9.  Quanto aos obstáculos naturais ou cármicos à reprodução humana, explica Emmanuel em O Consolador (pergunta 40) que, no quadro de interpretações da Terra, podem indicar situações de prova para as almas que se encontram em experiências edificadoras; todavia, se considerarmos a questão no seu aspecto espiritual, somos obrigados a reconhecer que a esterilidade não existe para o Espírito que, na Terra ou fora dela, pode ser fecundo em obras de beleza, de aperfeiçoamento e de redenção.

Respostas às questões propostas

1. Em quantos tipos se dividem os obstáculos opostos à reprodução humana? R.: Existem basicamente dois tipos de obstáculos à reprodução humana: os que podem ser chamados naturais ou cármicos, decorrentes de faltas cometidas no passado, e os artificiais, fruto da ação do homem com o fim de impedir a reprodução humana. Estes últimos expressam-se em medidas ou métodos anticoncepcionais.

2. O casal tem o direito, após estar encarnado, de limitar o número de filhos? R.: Kardec perguntou aos Espíritos se são contrários à lei da Natureza as leis e os costumes humanos que têm por fim ou por efeito criar obstáculos à reprodução. Responderam os imortais: “Tudo o que embaraça a Natureza em sua marcha é contrário à lei geral” (L.E., 693) Em uma de suas obras, Joanna de Ângelis diz que o homem pode e deve programar a família que deseja e lhe convém ter: número de filhos e período propício para a maternidade, mas nunca se eximirá aos imperiosos resgates a que faz jus, tendo em vista o seu próprio passado, visto que os filhos não são realizações fortuitas.
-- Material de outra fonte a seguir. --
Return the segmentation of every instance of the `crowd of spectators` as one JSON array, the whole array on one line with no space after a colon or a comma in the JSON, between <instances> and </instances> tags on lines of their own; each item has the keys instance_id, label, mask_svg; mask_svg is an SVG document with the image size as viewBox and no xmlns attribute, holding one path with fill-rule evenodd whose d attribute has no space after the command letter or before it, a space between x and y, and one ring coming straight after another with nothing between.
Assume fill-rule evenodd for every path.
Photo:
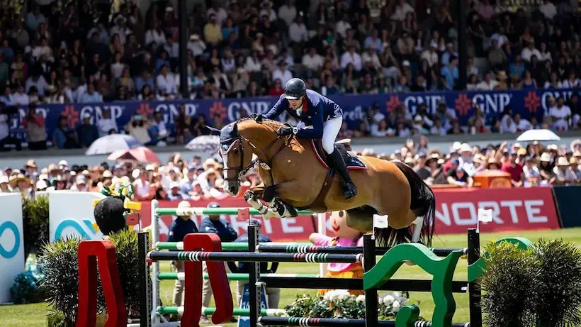
<instances>
[{"instance_id":1,"label":"crowd of spectators","mask_svg":"<svg viewBox=\"0 0 581 327\"><path fill-rule=\"evenodd\" d=\"M23 105L179 98L176 9L120 2L1 6L0 92ZM192 98L279 95L293 77L326 95L458 87L451 0L206 2L188 16ZM468 89L580 86L580 11L542 2L467 1Z\"/></svg>"},{"instance_id":2,"label":"crowd of spectators","mask_svg":"<svg viewBox=\"0 0 581 327\"><path fill-rule=\"evenodd\" d=\"M147 145L185 144L204 133L205 123L220 127L183 113L174 126L167 126L156 113L136 115L118 126L107 113L95 126L81 117L72 129L63 116L46 135L44 118L35 109L39 102L181 97L176 9L165 1L147 10L132 1L103 5L108 2L30 0L26 10L0 6L0 101L29 105L23 120L28 148L44 149L47 141L56 148L85 148L111 133L127 133ZM276 96L293 77L325 95L457 88L454 1L412 6L397 0L378 11L365 0L318 6L304 0L207 2L193 6L188 15L192 98ZM512 7L505 1L468 1L468 89L581 86L581 11L570 3L544 0L540 6ZM342 136L580 129L578 97L575 92L566 101L549 99L542 121L513 114L509 107L486 119L475 108L468 125L442 104L432 113L420 106L413 116L405 105L389 114L374 106L356 128L344 126ZM0 148L8 143L19 148L8 138L9 121L0 114Z\"/></svg>"},{"instance_id":3,"label":"crowd of spectators","mask_svg":"<svg viewBox=\"0 0 581 327\"><path fill-rule=\"evenodd\" d=\"M410 139L393 154L378 154L365 149L359 154L390 160L400 160L412 167L430 185L450 184L470 187L473 177L483 171L502 170L510 174L514 187L581 184L581 140L570 145L539 143L526 146L489 145L485 148L454 143L449 153L430 148L428 138L417 143ZM200 157L186 160L179 153L163 165L118 162L89 167L69 166L65 160L39 167L29 160L23 167L6 167L0 171L0 192L21 192L34 196L38 192L70 189L98 192L101 186L118 182L130 182L135 187L135 199L220 200L228 196L224 192L223 165L220 159ZM242 187L261 183L255 169L242 180ZM449 185L449 187L450 186Z\"/></svg>"}]
</instances>

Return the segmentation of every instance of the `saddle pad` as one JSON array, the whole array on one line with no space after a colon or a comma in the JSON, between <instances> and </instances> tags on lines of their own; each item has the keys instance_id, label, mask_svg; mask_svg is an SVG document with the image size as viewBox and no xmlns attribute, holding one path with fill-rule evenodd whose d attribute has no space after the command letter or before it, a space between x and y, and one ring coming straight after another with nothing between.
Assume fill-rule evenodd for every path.
<instances>
[{"instance_id":1,"label":"saddle pad","mask_svg":"<svg viewBox=\"0 0 581 327\"><path fill-rule=\"evenodd\" d=\"M321 165L325 166L325 168L329 169L329 165L323 159L323 155L322 155L317 145L315 144L315 140L311 140L310 144L311 147L312 147L312 150L315 152L315 155L317 155L317 158L319 160L319 162L321 162ZM348 153L342 151L342 155L343 155L343 159L345 160L345 164L346 165L348 170L367 170L367 166L359 157L351 157ZM326 154L325 157L326 157Z\"/></svg>"}]
</instances>

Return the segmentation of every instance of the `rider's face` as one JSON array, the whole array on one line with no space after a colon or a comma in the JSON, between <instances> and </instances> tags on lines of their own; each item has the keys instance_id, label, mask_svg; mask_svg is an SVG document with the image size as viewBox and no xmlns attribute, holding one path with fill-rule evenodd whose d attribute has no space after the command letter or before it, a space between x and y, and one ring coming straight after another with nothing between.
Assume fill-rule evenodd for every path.
<instances>
[{"instance_id":1,"label":"rider's face","mask_svg":"<svg viewBox=\"0 0 581 327\"><path fill-rule=\"evenodd\" d=\"M290 105L290 108L297 110L303 105L303 96L294 100L289 99L288 104Z\"/></svg>"}]
</instances>

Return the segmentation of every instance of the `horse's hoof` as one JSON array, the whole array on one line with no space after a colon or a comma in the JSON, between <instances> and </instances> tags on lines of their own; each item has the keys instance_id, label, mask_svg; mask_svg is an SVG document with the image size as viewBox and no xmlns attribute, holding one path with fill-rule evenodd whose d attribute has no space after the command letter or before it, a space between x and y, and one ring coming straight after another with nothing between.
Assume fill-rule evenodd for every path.
<instances>
[{"instance_id":1,"label":"horse's hoof","mask_svg":"<svg viewBox=\"0 0 581 327\"><path fill-rule=\"evenodd\" d=\"M251 192L250 191L247 191L244 192L244 200L248 202L250 200L254 199L254 194Z\"/></svg>"}]
</instances>

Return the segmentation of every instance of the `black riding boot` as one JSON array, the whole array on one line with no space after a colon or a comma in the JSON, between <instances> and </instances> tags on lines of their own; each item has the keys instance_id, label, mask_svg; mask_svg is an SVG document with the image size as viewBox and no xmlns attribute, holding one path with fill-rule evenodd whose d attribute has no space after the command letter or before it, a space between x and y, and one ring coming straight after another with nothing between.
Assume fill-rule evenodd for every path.
<instances>
[{"instance_id":1,"label":"black riding boot","mask_svg":"<svg viewBox=\"0 0 581 327\"><path fill-rule=\"evenodd\" d=\"M341 153L339 153L339 150L337 149L333 150L333 153L329 155L329 158L333 167L335 167L341 179L343 180L343 196L345 197L345 199L352 198L357 195L357 187L351 180L351 176L349 176L349 172L347 170L345 161L343 160L343 157L341 156Z\"/></svg>"}]
</instances>

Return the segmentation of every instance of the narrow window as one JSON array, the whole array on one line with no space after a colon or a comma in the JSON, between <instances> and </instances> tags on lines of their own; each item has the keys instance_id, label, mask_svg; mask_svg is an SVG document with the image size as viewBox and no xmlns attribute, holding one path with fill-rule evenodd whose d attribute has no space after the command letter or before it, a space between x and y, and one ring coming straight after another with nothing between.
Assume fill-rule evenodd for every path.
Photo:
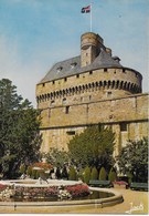
<instances>
[{"instance_id":1,"label":"narrow window","mask_svg":"<svg viewBox=\"0 0 149 216\"><path fill-rule=\"evenodd\" d=\"M68 111L70 111L70 106L67 105L65 110L65 114L68 114Z\"/></svg>"},{"instance_id":2,"label":"narrow window","mask_svg":"<svg viewBox=\"0 0 149 216\"><path fill-rule=\"evenodd\" d=\"M89 75L93 74L93 71L89 71Z\"/></svg>"},{"instance_id":3,"label":"narrow window","mask_svg":"<svg viewBox=\"0 0 149 216\"><path fill-rule=\"evenodd\" d=\"M125 123L125 122L120 123L120 131L121 132L127 131L127 123Z\"/></svg>"},{"instance_id":4,"label":"narrow window","mask_svg":"<svg viewBox=\"0 0 149 216\"><path fill-rule=\"evenodd\" d=\"M123 69L123 73L126 73L126 70L125 69Z\"/></svg>"}]
</instances>

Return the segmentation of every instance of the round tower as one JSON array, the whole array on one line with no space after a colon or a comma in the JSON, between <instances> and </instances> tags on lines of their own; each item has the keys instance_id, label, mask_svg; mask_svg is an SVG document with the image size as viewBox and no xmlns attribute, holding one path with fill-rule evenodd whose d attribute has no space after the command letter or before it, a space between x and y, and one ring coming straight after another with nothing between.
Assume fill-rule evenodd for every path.
<instances>
[{"instance_id":1,"label":"round tower","mask_svg":"<svg viewBox=\"0 0 149 216\"><path fill-rule=\"evenodd\" d=\"M81 37L81 66L91 64L99 54L100 48L105 49L104 40L96 33L87 32Z\"/></svg>"}]
</instances>

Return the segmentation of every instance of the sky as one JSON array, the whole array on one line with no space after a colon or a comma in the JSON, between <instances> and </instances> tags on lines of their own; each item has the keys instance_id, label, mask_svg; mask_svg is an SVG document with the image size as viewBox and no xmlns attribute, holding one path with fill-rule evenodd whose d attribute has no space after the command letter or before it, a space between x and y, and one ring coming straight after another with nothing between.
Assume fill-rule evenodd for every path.
<instances>
[{"instance_id":1,"label":"sky","mask_svg":"<svg viewBox=\"0 0 149 216\"><path fill-rule=\"evenodd\" d=\"M52 65L81 54L91 31L91 0L0 0L0 80L35 106L35 85ZM139 71L148 91L149 0L92 0L92 31L121 64Z\"/></svg>"}]
</instances>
3. Que acontece à mãe que deveria receber três filhos e não o fez, devido ao uso de anticoncepcionais? R.: Tratando dessa questão, Dr. Jorge Andréa explica que na maioria das vezes os Espíritos, quando vêm para a reencarnação, de há muito já estão em sintonia com o cadinho materno. Se os canais destinados à maternidade são neutralizados e fechados, é claro que haverá distúrbios, principalmente no psiquismo de profundidade, isto é, na zona inconsciente ou espiritual, onde as energias emitidas por essas fontes não encontram correspondência em seu ciclo. É isso que pode perfeitamente ocorrer em tais casos.

4. Como interpretar a atitude dos casais que sistematicamente se valem de anticoncepcionais? R.: No livro “Ação e Reação”, de André Luiz, o instrutor Silas deu a essa pergunta a seguinte resposta: “Se não descambam para a delinqüência do aborto, na maioria das vezes são trabalhadores desprevenidos que preferem poupar o suor, na fome de reconforto imediatista. Infelizmente para eles, porém, apenas adiam realizações sublimes, às quais deverão fatalmente voltar, porque há tarefas e lutas em famílias que representam o preço inevitável de nossa regeneração. Desfrutam a existência, procurando inutilmente enganar a si mesmos; no entanto, o tempo espera-os, inexorável, dando-lhes a conhecer que a redenção nos pede esforço máximo. Recusando acolhimento a novos filhinhos, quase sempre programados para eles antes da reencarnação, emaranham-se nas futilidades e preconceitos das experiências de subnível, para acordarem, depois do túmulo, sentindo frio no coração”.

5. A que devemos atribuir os obstáculos naturais à reprodução humana impostos a certas pessoas? R.: Segundo informa Emmanuel em seu livro “O Consolador”, esses obstáculos podem indicar situações de prova para as almas que se encontram em experiências edificadoras.

Bibliografia:

O Livro dos Espíritos, de Allan Kardec, itens 693 e 694.  

O Consolador, de Emmanuel, psicografado por Francisco Cândido Xavier, 8a edição, pergunta 40.

Entrevistas, de Francisco Cândido Xavier, IDE, 3a. edição, pergunta 102.

Após a tempestade, de Joanna de Ângelis, psicografado por Divaldo P.Franco, pp. 58 e 59.

Ação e Reação, de André Luiz, psicografado por Francisco Cândido Xavier, 8a. edição, p. 210.

Forças Sexuais da Alma, de Jorge Andréa, cap. V, págs. 124 a 126.

Encontro com a Cultura Espírita, de Jorge Andréa, págs. 77, 105 e 106.